- Relator(a)
- Alberto Bastos Balazeiro
- Órgão julgador
- 3ª Turma
- Data do julgamento
- 20/03/2024
- Data de publicação
- 26/03/2024
TST – Agravo 1001259-23.2016.5.02.0082, Rel. Alberto Bastos Balazeiro, 3ª Turma, j. 20/03/2024, p. 26/03/2024
EMENTA: TRABALHO EXTERNO. AUSÊNCIA DE CONTROLE DE JORNADA. MATÉRIA FÁTICA. ÓBICE DA SÚMULA 126/TST. INEXISTÊNCIA DE TRANSCENDÊNCIA. 1. A SDI-1 desta Corte há muito firmou jurisprudência no sentido de que é do empregador o ônus de comprovar que, mesmo diante do labor externo, o trabalhador estava submetido a controle de jornada, por se tratar de matéria defensiva que sustenta fato modificativo da pretensão apontada na exordial (art. 818, II da CLT). (E-RR-1350-44.2011.5.05.0011, Relator Ministro: Augusto César Leite de Carvalho, Subseção I Especializada em Dissídios Individuais, DEJT 31/03/2017). 2. No caso dos autos, a matéria não foi decidida exclusivamente com base na atribuição do ônus da prova ao reclamante. O Tribunal a quo apreciou o conteúdo da prova testemunhal (depoimentos do reclamante e das testemunhas patronal e obreira) e, com base na apreciação das declarações das partes, em especial a confissão obreira, concluiu que “não havia restrição patronal ao gozo regular da pausa.”. Portanto, embora o Tribunal tenha feito menção às regras de distribuição do ônus da prova, decidiu com base na detida análise das provas dos autos e, partir disso, concluiu pela possibilidade de o trabalhador usufruir o intervalo intrajornada.
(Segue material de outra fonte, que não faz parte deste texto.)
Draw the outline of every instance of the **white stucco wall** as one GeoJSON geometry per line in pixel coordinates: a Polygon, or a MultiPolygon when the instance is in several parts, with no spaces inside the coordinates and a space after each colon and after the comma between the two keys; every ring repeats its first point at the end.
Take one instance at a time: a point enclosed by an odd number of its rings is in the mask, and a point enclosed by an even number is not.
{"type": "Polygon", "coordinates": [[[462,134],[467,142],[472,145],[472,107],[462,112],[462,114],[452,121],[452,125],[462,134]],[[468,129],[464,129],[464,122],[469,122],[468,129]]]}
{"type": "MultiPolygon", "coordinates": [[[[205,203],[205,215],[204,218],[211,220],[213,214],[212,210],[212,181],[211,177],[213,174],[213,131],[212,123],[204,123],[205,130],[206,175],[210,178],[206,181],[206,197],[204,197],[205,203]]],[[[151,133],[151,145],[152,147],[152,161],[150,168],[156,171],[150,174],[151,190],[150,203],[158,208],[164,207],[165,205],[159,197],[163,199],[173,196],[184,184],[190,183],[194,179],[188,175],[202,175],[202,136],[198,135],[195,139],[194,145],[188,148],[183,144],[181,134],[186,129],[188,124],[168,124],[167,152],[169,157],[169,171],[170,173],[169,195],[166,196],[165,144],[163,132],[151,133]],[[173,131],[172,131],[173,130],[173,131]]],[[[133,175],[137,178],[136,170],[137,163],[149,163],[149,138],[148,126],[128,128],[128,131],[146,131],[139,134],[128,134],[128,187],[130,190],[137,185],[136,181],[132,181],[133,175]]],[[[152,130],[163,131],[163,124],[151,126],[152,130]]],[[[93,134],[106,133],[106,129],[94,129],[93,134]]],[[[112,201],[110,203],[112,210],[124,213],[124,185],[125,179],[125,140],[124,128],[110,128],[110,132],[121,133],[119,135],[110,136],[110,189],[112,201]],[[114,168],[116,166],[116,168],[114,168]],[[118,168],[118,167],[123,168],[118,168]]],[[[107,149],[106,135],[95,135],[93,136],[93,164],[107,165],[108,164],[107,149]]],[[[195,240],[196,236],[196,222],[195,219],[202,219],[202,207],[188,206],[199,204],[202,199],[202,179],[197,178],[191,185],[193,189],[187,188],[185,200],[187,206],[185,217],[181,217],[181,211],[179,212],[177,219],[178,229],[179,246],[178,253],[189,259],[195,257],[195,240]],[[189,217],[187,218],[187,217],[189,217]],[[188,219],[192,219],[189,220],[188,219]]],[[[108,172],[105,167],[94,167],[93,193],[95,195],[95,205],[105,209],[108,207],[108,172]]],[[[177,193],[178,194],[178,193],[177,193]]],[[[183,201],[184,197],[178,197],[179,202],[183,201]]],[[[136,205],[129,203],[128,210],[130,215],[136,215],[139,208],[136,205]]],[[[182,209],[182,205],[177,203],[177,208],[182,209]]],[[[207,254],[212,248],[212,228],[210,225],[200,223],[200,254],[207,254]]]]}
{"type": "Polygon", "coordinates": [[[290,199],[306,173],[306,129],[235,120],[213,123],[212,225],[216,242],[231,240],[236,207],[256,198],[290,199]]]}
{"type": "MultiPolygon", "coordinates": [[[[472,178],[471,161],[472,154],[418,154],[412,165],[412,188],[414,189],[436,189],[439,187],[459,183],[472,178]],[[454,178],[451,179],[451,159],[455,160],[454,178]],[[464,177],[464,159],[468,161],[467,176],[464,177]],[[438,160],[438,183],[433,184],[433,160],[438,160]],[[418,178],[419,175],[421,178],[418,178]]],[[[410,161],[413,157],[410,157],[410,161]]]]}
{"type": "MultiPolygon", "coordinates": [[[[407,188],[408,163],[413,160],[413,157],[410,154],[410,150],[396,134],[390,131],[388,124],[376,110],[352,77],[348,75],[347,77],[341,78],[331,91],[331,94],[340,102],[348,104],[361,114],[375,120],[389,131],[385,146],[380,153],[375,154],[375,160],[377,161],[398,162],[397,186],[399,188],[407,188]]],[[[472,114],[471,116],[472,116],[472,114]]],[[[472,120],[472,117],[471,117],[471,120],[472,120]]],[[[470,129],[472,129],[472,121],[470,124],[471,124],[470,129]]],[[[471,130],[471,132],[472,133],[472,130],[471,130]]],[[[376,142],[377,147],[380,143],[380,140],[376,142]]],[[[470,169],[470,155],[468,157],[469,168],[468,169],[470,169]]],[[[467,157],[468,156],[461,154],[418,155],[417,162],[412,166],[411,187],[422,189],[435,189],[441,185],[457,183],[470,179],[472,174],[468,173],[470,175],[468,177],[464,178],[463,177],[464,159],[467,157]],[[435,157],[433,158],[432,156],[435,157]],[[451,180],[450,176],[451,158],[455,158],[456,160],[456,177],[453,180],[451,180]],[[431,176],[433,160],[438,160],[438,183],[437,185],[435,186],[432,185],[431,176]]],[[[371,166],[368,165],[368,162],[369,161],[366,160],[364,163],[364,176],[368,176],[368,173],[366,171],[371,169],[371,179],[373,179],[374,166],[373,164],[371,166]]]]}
Desse modo, o acolhimento das alegações do agravante no sentido de que não usufruía do intervalo intrajornada dependeria do reexame do acervo fático-probatório dos autos. No entanto, tal procedimento é vedado a esta instância em virtude do que dispõe a Súmula 126 desta Corte. Agravo de que se conhece e a que se nega provimento. (Tribunal Superior do Trabalho (3ª Turma). Acórdão: 1001259-23.2016.5.02.0082. Relator(a): ALBERTO BASTOS BALAZEIRO. Data de julgamento: 20/03/2024. Juntado aos autos em 26/03/2024.)